2025-06-30

Checked Exceptions are not Exceptional

JavaScript/TypeScript has no checked exceptions and this bothers me.

What are "checked exceptions"

As far as I know, Java introduced checked exceptions whereby a method signature advertises that a method or constructor may throw an exception of a specific type. For example the write method of an OutputStream is declared as:

  public void write(int b) throws IOException {
  ...
  }

When another method calls it, it must do one of two things:

Use a catch(IOException e) {...} clause to catch and handle it, or

  try {
    out.write(0xa);
  } catch (IOException e) {
    // do something reasonable
  }

declare itself also as throws IOException.

  void writeStuff(...) throws IOException {
    out.write(0xa);    
  }

In the first case it is blatantly obvious that calling write() either works or not and this other case is handled in some way by the catch clause.

The second case can be somewhat less obvious if the body of writeStuff gets longer as it is not clear from which call the declared IOexception originates.

Alternatives

Java also provides unchecked exceptions where neither a catch clause nor a throws declaration is required. Nevertheless a catch clause may be written somewhere up the call stack after carefully reading the documentation and/or inspecting the signatures of called methods down the stack in all their breadth to figure out which unchecked exception may pop out.

The unchecked exceptions are what JavaScript solely provides. Any function may throw stuff any time and upwards the call hierarchy you need to do as described above: do some hard work on docs and with your IDEs to figure out whether to better catch something or not.

A third approach is for a method or function to return either the normal result or the "exception". In TypeScript this could be written as:

  function f(in: SomeIputSource): string | IOException {
  ...
  }

In contrast to throwing exceptions, this requires even more explicit action at the caller. It is similar to a checked exception, yet without the automatic re-throw we have if the caller declares throws IOException, as is possible in Java.
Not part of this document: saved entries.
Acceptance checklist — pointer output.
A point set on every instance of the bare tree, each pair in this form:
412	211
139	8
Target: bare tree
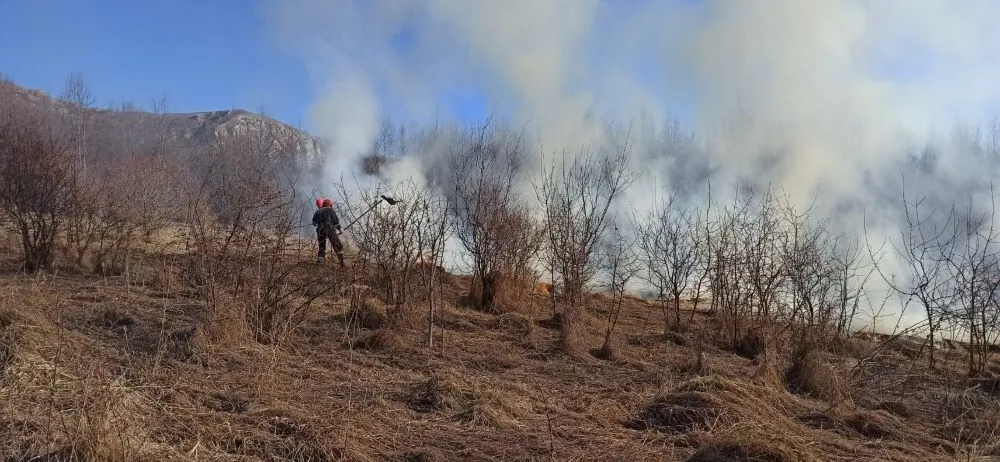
925	244
576	194
37	181
494	225
78	93
397	241
669	245
975	271
622	263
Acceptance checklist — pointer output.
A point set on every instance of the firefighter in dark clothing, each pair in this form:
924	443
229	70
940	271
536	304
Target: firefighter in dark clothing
327	228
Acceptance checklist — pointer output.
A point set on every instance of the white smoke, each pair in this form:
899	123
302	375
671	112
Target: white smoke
347	117
821	99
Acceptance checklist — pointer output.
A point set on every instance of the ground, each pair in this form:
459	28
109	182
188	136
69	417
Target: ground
130	368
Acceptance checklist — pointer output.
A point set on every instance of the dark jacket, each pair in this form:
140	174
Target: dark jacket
325	220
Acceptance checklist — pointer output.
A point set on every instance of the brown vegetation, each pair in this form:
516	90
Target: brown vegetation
208	332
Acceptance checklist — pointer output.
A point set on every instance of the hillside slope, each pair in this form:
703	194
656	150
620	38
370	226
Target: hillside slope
136	130
137	368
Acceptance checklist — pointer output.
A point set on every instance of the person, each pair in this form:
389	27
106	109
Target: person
327	228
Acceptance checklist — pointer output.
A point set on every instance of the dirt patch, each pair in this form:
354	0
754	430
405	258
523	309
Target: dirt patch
382	340
738	451
682	412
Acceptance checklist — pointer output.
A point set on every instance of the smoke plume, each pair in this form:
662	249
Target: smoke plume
829	101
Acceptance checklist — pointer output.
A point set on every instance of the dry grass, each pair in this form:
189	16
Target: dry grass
810	375
106	369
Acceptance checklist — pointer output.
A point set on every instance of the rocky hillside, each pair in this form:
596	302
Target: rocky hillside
136	130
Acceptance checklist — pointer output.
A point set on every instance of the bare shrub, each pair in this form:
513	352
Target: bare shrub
242	218
37	182
621	262
576	194
117	205
397	241
670	250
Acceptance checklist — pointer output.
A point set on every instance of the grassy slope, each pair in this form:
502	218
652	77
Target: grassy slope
113	371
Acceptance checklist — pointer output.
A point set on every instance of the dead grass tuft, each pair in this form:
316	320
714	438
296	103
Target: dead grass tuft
380	340
878	424
750	345
518	326
606	353
682	412
897	408
809	375
466	402
424	455
371	314
743	450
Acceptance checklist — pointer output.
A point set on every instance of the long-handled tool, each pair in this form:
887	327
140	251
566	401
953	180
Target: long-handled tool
381	198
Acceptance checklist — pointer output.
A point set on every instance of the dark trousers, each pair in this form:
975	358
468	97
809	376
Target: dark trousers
323	236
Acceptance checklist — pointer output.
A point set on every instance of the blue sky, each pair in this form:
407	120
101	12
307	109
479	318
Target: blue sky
205	55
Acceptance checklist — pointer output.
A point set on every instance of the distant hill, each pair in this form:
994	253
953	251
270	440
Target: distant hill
137	130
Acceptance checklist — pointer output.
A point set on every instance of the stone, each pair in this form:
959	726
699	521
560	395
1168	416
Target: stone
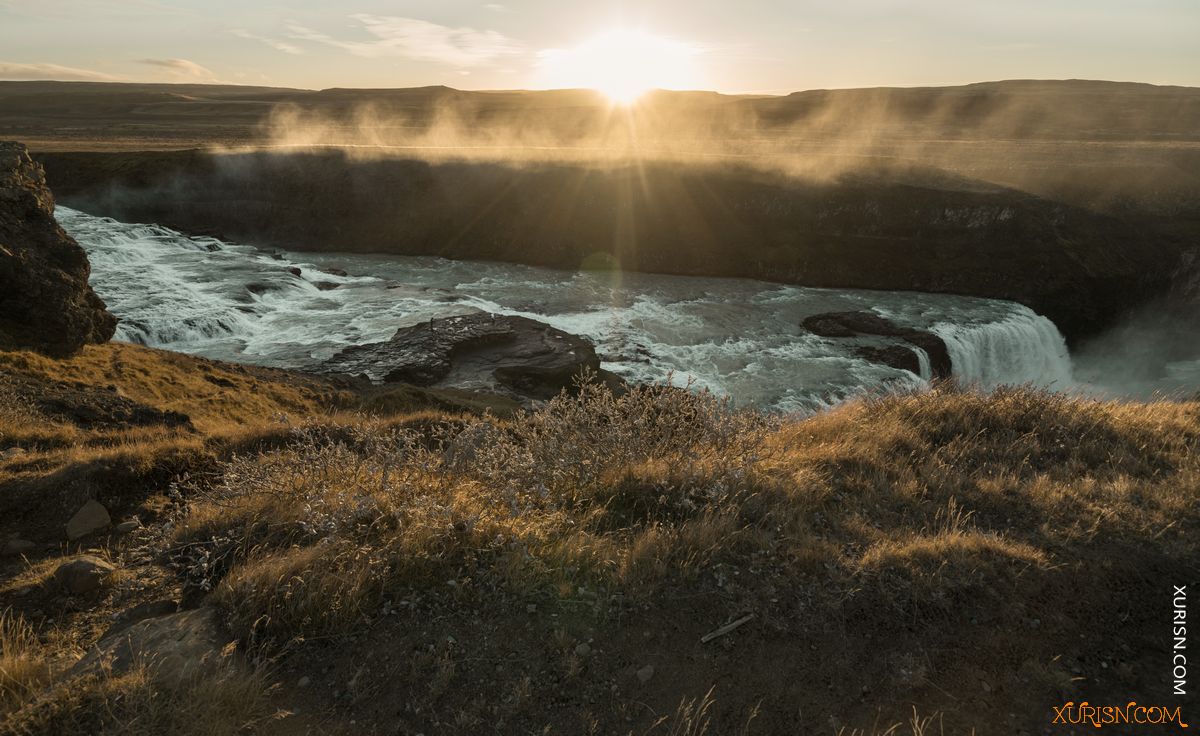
894	355
150	609
17	546
88	520
175	648
83	575
45	300
510	354
862	323
125	527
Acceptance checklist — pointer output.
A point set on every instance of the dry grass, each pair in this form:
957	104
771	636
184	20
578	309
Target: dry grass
922	501
215	395
931	542
24	668
135	704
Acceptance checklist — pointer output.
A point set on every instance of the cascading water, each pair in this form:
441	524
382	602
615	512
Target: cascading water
735	336
1023	348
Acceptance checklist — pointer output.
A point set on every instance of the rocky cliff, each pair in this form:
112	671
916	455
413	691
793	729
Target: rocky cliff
45	300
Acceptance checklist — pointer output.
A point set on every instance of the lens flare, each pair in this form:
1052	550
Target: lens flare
623	65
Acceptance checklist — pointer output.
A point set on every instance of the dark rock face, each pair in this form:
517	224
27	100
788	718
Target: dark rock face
895	355
513	354
856	324
45	300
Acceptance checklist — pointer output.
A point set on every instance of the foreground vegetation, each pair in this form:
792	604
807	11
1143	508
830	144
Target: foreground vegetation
409	563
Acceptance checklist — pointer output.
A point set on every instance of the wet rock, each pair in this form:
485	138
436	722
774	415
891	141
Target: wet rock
857	324
17	546
91	518
481	351
83	575
175	647
45	300
894	355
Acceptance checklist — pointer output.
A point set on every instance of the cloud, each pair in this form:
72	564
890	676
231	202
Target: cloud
28	72
281	46
418	40
181	69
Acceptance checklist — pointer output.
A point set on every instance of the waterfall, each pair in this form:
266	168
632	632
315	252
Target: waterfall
925	370
1024	347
This is what Rust opted for.

So basically there are three ways to deal with what is customarily called "errors" or "exceptions":

Unchecked exceptions as a machine for surprises up the call stack and, for extra fun, at runtime in production. Coding the caller of a function throwing unchecked exceptions has the "benefit" that the developer does not need to think about it. The tester or the customer will tell if an exception is thrown.
Checked exceptions which allow automatic re-throw such that the caller merely declares throwing the same exception but otherwise no extra control structure is necessary — except, of course ultimately somewhere up the call stack, but not in each function along the stack.
Declaring the method to return either a "normal" result or an "exception". In this case the immediate caller must provide some control structure to handle either one or the other type of result.

There is an ongoing discussion about whether or not to use checked or unchecked exceptions, just do an Internet search. From the wording above you may have guessed that I am not fan of unchecked exceptions. The arguments are all made.

Or not? I think Rust comes close, but let me explain.

These are neihther "Exceptions" nor "Errors"

The Result<R,E> construct used in Rust is a great step the the right direction as it puts the "normal" and the "other" result nearly on par. To improve the base for discussion and guide the thinking I suggest:

Do not call the "other" result type "error" or "exception".

I cannot come up with a better name currently than "other". Nearly 50 years of training nudge me into calling it a lot of things, but all with a negative connotation. But the other result should not be seen as bad, exceptional, error, unsuccesful, failed or whatever. Opening a file with a name for which there is no file is normal business. Why treat it differently than the lookup of a key in a map. It may mapped to a value or not. Both is possible, neither is good or bad, they are on par and should be treated respectively.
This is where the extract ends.